• I have been dreaming about this type of visual program composition applied to embedded systems for a long time and I want to try it out to see whether I actually like to use it in reality or whether it's just a misguided dream.

    (...quote from node-red group post).

    There was a time where this was a great hype... 90'... and it faded, but I still believe it has great value. What I refer to is VisualAge for XYZLangue - an application (programming and generator) product series from big blue IBM.

    Visual linking - programming - is great when the interfaces are nicely defined and the linking can generate proper plumbing code. Not so fun is it when timing and circular references come into play. It get's pretty complex - almost like garbage collection - to avoid racing conditions. See attached graphics for a taste of how it looked (taken from IBM Redbook Using VisualAge Smalltalk ObjectExtender, p. 327 (.pdf: p.353).

    First attachment has decent complexity, following ones? ...I don't know... :|

    It WAS fun! Placing graphically (with the mouse / track pad) a connection triggerd a lot of plumbing in the background... I like to see some of this coming back!

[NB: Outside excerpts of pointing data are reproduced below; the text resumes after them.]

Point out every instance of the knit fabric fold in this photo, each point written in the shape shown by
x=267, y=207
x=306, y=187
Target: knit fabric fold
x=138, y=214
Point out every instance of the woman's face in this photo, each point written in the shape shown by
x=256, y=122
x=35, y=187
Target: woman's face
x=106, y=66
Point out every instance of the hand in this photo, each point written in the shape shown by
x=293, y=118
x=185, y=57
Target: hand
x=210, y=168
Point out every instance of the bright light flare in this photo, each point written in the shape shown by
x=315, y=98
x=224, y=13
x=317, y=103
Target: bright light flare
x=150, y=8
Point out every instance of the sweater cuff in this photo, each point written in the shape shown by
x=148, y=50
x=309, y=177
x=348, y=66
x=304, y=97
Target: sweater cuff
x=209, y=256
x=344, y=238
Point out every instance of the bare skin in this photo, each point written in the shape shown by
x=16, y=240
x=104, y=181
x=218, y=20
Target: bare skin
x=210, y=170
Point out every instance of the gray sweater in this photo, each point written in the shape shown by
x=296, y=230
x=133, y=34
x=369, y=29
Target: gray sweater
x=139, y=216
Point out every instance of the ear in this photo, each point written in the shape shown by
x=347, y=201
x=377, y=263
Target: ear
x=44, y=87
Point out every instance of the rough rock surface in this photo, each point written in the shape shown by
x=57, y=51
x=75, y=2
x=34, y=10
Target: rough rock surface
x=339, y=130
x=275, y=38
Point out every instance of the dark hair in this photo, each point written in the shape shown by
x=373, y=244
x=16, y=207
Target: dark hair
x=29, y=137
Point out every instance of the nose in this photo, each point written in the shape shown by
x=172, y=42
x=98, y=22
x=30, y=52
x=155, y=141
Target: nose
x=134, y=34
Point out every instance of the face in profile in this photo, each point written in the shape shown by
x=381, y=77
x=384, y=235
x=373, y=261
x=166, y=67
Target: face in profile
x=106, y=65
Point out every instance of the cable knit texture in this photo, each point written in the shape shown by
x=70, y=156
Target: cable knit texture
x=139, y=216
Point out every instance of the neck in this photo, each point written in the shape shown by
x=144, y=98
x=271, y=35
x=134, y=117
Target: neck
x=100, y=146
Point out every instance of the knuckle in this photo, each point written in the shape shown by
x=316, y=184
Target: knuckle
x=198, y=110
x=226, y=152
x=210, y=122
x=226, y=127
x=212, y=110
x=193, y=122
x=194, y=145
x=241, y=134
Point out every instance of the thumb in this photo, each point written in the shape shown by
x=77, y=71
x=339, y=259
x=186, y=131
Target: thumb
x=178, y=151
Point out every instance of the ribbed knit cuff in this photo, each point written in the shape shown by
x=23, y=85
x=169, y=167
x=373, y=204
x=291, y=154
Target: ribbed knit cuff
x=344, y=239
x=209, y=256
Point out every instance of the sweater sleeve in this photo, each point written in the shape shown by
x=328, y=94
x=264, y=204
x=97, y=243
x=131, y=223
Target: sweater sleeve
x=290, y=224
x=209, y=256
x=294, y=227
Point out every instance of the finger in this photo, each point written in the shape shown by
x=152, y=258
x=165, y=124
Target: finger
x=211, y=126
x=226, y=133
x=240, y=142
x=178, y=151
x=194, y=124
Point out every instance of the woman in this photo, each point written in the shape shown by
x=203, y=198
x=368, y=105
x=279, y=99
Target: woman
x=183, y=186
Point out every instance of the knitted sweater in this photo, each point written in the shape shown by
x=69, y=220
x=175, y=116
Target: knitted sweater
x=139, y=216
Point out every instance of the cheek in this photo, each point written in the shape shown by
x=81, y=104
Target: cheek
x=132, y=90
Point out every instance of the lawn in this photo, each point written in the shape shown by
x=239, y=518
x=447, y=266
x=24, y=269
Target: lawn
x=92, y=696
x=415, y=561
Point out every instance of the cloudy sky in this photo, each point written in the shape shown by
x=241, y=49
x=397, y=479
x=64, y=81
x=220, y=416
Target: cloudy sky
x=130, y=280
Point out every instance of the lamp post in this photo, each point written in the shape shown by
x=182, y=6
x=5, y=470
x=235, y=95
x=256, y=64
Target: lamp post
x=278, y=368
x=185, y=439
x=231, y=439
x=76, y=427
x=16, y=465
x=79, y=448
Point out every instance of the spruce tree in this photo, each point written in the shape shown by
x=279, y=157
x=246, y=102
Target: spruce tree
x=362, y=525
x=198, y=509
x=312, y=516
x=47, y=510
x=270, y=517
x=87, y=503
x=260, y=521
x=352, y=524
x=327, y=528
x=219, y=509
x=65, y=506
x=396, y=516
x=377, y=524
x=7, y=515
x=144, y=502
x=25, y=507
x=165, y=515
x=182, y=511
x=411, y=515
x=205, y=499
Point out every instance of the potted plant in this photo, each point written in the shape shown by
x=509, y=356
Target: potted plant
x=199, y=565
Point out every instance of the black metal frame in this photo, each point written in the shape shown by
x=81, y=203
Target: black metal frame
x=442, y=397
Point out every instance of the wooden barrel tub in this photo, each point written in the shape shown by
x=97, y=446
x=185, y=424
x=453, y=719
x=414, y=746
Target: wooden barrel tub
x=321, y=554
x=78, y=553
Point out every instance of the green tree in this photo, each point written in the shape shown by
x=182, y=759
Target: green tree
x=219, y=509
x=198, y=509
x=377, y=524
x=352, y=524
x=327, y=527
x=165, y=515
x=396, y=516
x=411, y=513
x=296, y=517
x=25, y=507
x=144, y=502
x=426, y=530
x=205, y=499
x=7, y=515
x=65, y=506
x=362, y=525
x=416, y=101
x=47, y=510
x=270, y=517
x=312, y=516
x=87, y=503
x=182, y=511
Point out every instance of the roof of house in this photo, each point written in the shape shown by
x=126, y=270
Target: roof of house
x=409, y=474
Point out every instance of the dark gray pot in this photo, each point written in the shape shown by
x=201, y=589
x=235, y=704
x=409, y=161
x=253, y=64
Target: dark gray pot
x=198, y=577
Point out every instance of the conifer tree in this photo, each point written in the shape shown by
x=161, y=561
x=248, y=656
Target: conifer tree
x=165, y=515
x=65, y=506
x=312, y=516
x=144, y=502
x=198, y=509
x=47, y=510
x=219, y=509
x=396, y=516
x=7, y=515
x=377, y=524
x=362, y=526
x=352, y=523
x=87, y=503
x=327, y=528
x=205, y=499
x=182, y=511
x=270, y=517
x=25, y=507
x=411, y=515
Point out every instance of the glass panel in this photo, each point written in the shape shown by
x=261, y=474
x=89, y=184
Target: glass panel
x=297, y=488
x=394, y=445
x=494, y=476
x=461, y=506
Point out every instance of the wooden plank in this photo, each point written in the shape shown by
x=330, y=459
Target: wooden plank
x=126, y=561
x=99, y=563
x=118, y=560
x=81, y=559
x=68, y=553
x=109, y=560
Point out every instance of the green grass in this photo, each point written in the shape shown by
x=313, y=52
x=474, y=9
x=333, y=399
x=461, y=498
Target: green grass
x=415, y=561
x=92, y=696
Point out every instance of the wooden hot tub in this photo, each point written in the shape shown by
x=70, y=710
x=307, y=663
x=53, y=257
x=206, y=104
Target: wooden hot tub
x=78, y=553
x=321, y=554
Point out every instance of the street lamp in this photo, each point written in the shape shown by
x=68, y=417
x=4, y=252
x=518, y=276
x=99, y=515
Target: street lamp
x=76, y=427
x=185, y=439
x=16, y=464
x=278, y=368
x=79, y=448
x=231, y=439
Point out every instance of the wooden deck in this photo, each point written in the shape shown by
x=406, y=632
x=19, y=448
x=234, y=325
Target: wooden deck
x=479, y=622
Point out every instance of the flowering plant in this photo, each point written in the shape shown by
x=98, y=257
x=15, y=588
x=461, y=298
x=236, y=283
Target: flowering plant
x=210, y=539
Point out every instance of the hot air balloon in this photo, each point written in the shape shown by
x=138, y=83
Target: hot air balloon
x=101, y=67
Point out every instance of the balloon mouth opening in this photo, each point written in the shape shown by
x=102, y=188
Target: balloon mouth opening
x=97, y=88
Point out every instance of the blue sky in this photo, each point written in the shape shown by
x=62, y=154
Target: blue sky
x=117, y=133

  • @allObjects, this reminds me of Objective-C and Next Computer's graphical IDE. That was a time when this sort of methodology for application development was all the rage ('90s). I seem to recall some SmallTalk IDEs that also tried to get actual code-writing completely out of the picture.

    What failed, and still does, is that none of these schemes simplify away the underlying engineering complexity of any real application, in which case the "difficulty" simply shifts from coding to interface definitions and protocols. Having been down this path, one soon finds that any "real world" application of any meaningful functionality and complexity ends up being just as much work -- or more -- to architect, specify, and implement interface and protocol specs, finding that in many cases it's "just easier" to fall back to actual code (C, C++, O-C, Java, whatever) and bang out something concise and efficient.

    It's why these methods faded from the scene.

    IMO, the real revolution for software engineering will come with AI, not IDEs and various alternative ways to spec program algorithms, which is really what this sort of thing is. Rather, when we have AI that we can simply describe a problem to, perhaps in some formal syntax, better if we can just talk to it, and it spits out the program.

    That would free the designer to focus on features, function, behavior, etc.

    The other domain that I think is woefully under-invested-in from the standpoint of software development is failure/defect detection and debugging. So little brainpower, relatively speaking, has been spent on improving and enriching this aspect of code development.